Breaking off the tip of the palp during sex is fairly common in spiders. It is thought to function as a "plug" to stop other males from later mating with the same female, and potentially fathering offspring with her instead. It also makes sense in light of the female propensity for cannibalising males after sex.

But full emasculation was not considered necessary for making an effective plug.

So scientists had come up with other theories to explain the behaviour, known as the "eunuch phenomenon".

These have included the so-called better fighter hypothesis; eunuchs are more aggressive and agile compared with males sporting intact organs.

Arms race

But Daiqin Li, from the National University of Singapore, and colleagues decided to test whether castration resulted in continued sperm transfer to females of the Nephilengys malabarensis species.

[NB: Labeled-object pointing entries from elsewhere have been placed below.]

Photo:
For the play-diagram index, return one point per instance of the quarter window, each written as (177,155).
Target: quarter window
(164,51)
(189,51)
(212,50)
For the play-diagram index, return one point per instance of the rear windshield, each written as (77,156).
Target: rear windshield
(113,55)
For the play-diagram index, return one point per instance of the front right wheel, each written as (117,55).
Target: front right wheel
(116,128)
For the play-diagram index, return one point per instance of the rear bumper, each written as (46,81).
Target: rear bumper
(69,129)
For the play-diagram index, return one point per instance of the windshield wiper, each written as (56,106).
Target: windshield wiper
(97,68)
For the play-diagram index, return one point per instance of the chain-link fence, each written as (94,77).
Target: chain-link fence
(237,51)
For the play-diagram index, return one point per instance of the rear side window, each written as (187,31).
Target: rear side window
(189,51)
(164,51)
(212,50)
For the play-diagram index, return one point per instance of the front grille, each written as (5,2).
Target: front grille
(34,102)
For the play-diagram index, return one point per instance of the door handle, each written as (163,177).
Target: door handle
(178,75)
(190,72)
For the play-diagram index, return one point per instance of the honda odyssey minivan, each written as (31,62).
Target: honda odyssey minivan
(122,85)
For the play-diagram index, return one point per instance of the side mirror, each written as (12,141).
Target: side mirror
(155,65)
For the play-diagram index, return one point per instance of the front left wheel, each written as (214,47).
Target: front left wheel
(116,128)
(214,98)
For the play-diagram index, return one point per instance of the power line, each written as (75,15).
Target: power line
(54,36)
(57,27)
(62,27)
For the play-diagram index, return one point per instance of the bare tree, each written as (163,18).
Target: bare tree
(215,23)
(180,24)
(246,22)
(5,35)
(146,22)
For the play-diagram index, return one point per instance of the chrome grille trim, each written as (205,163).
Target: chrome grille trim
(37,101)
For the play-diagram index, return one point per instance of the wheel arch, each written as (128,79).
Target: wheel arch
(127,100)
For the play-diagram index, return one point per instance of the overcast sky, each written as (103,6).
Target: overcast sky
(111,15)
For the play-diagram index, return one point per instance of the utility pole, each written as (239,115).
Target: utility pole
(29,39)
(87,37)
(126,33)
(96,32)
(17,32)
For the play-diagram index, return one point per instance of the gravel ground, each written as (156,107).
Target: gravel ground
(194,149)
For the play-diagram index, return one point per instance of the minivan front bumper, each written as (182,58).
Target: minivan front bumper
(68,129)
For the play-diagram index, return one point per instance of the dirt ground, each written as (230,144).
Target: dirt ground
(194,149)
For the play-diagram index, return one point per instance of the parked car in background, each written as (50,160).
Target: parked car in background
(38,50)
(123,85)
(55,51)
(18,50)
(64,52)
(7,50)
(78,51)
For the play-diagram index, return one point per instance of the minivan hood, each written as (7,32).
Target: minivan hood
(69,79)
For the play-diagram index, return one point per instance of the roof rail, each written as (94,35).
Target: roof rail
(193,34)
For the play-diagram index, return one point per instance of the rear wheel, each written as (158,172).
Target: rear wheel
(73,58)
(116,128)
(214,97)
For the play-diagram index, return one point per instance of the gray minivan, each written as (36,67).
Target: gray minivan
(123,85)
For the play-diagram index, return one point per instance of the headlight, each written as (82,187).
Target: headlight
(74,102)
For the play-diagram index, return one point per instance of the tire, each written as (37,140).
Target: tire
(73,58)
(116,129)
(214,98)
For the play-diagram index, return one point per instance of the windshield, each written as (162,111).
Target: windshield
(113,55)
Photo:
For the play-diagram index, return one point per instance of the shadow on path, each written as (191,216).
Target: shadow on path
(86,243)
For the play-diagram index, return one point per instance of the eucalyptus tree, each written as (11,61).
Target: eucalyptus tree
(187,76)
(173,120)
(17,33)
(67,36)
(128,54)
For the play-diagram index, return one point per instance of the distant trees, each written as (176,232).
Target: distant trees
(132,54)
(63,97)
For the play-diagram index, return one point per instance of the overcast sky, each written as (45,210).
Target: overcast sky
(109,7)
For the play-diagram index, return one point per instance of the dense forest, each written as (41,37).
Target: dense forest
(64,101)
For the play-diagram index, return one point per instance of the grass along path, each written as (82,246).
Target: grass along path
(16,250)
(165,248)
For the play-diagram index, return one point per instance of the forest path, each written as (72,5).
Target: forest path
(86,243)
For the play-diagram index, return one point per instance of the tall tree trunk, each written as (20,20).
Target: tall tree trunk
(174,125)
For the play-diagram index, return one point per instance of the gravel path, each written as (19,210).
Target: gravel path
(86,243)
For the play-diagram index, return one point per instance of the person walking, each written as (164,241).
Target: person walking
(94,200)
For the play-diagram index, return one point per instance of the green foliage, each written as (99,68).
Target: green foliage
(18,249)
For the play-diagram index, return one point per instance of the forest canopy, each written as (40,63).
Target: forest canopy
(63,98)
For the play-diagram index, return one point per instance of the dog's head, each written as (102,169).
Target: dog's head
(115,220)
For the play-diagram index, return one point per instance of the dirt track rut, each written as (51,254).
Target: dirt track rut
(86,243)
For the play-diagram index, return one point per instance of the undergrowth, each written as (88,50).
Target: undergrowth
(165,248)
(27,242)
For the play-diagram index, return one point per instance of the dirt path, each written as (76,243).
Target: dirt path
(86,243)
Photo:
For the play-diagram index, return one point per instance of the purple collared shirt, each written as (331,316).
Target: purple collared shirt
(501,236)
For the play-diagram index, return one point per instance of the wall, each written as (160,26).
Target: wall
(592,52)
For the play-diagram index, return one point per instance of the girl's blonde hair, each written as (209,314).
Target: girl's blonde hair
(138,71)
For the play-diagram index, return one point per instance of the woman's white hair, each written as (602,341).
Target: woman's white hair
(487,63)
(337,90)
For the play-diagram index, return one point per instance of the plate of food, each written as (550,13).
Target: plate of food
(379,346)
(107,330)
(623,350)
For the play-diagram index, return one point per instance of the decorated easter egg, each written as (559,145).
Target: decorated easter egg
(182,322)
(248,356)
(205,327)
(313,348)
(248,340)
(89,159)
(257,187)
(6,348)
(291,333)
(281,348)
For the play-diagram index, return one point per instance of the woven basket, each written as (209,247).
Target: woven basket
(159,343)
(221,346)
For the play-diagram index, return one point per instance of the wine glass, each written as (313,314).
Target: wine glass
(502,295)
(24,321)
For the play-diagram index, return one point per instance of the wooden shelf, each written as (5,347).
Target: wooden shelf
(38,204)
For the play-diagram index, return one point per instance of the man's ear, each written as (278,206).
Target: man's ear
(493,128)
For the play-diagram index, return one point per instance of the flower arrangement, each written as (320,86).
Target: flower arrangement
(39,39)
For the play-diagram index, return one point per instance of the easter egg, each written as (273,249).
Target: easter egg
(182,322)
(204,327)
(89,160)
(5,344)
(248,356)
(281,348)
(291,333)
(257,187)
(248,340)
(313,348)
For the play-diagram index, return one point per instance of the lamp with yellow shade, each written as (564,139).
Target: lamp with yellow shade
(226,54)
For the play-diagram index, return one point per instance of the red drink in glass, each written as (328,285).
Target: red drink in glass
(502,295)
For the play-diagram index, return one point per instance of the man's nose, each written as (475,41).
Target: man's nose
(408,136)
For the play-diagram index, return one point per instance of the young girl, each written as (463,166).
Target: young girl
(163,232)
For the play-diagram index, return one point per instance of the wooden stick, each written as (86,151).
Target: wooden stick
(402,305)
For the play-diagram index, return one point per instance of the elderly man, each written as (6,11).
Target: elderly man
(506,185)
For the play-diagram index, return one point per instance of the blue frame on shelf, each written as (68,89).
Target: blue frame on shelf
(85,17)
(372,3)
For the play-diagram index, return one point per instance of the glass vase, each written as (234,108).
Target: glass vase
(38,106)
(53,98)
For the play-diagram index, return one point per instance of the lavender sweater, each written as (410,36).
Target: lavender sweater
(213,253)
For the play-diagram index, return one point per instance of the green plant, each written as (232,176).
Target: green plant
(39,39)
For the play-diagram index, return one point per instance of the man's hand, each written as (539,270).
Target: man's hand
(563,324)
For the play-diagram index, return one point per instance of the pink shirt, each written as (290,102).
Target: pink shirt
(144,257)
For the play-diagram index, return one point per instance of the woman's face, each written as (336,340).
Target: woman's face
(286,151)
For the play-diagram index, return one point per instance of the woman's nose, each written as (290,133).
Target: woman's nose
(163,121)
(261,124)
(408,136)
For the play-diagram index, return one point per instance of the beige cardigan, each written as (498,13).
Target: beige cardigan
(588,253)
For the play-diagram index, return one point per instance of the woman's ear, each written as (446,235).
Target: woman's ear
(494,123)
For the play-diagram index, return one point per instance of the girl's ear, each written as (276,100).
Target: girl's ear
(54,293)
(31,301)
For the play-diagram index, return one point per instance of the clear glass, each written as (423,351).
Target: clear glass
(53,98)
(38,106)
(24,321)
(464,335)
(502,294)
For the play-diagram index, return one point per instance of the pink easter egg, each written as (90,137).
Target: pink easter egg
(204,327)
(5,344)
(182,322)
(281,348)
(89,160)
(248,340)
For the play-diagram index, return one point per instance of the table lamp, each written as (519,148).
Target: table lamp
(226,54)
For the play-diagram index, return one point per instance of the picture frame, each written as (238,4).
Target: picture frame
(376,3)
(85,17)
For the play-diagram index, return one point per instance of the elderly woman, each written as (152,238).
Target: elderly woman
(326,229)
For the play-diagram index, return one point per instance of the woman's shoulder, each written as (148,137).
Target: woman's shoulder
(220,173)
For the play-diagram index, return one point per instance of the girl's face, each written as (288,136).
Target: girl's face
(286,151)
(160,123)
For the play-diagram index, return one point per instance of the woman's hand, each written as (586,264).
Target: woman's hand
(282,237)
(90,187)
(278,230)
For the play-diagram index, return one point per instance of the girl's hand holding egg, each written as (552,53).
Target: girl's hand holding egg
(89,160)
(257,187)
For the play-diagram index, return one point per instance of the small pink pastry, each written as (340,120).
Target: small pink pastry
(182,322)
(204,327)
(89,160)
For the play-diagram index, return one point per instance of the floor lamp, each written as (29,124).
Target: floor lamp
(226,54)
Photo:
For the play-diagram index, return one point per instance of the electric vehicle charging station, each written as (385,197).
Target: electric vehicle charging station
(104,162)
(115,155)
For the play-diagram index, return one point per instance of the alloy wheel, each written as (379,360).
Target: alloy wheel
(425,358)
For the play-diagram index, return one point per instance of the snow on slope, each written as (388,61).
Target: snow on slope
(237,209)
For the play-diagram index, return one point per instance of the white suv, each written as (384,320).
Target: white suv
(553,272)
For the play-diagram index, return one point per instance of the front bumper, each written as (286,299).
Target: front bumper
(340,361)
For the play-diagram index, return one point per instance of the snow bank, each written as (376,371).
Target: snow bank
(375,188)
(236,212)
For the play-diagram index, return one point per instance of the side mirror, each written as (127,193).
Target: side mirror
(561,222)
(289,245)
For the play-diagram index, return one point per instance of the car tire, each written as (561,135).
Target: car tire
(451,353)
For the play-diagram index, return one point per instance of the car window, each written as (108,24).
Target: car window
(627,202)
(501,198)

They dissected the spiders and counted sperm from the reproductive parts under a microscope.

Their results show that sperm transfer from the broken palp continued after sexual intercourse had been terminated. The longer the broken spider organ was left lodged in the female before its removal, the more sperm were transferred.

They also discovered that while the percentage of organ breakages initiated by the female spider and those initiated by the male spider did not differ greatly, those initiated by the female generally resulted in a shorter intercourse time and fewer sperm transferred.

This reduces the male spider's reproductive potential.

So the authors think that voluntary castration evolved as a response to both female cannibalism of male spiders after sex and to counter the female's desire to control the duration of sexual intercourse.

Breaking off the whole palp allows sperm transfer to continue after the male spider has bolted and allows males to monopolise the female for longer.

But writing in Biology Letters, the team does not rule out that other benefits, such as the enhanced aggressiveness of castrated spiders, further justify the cost of sterility.